What do Amnesty International, a literary magazine named Hika, and a game called Nerf Wars have in common? The answer is Billy Callis, Class of 2006, who happily juggles all of the above, and then some.

Involved in Amnesty since high school, Callis is co-president of the Kenyon chapter. The group works to protect human rights through letter-writing campaigns and campus awareness-raising activities. "My parents raised me to always think about those less fortunate or those who can't stick up for themselves," says Callis, a political science major from Cincinnati, Ohio. At Kenyon, Callis helps organize the group's annual fundraising event, Jamnesty, a night of musical performances held every March.

As for Hika, the College's oldest student-run publication, Callis works with others in judging and editing submissions, which may include fiction, poetry, and essays. He enjoys writing himself and has taken a number of creative-writing courses at Kenyon. "Some of my most memorable seminars have been in poetry, fiction, and nonfiction writing," he says.
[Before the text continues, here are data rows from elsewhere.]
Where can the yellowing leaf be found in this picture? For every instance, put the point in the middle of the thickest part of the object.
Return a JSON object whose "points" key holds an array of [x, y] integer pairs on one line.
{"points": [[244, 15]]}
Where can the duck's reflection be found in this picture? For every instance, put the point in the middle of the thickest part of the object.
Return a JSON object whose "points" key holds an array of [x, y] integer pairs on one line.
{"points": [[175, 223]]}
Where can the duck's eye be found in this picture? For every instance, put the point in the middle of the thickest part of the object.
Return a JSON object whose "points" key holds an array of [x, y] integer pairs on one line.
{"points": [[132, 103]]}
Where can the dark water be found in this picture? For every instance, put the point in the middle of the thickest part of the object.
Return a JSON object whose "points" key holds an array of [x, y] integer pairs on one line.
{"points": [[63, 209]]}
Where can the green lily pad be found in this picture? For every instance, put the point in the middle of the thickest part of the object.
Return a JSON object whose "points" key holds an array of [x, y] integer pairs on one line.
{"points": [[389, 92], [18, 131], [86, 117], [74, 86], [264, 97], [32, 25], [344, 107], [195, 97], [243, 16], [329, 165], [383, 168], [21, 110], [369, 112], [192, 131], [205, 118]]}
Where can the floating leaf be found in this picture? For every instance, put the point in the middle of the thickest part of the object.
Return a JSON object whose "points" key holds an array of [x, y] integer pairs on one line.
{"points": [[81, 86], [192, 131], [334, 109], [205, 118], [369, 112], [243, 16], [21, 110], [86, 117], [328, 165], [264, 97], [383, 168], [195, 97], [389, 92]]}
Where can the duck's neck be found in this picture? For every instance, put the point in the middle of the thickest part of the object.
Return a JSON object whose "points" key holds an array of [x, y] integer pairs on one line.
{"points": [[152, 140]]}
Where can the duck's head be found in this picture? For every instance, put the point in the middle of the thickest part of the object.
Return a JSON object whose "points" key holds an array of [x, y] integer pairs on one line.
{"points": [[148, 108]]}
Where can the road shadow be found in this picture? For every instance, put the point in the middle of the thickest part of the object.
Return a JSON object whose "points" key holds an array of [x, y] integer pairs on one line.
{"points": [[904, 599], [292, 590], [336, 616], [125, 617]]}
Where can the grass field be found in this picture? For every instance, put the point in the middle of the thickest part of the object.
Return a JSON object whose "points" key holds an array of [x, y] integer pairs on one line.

And Nerf Wars? Well, classify that under gratuitous fun-it's a game that he invented together with some of the first-year students in Norton Hall, where Callis served as a resident advisor in 2004-05, his second year as an R.A. "I had a cool R.A. my first year," Callis notes, "and I wanted to be able to help freshmen make the transition from home to Kenyon."

Callis's other activities range from WKCO, the campus radio station, to the Kenyon chapter of Hillel, for which he has mediated discussions on such topics as interfaith relationships and Jewish identity. And when he's not volunteering, he can be found jamming with his blues punk band, Marquis de Rad, or just kicking around a soccer ball.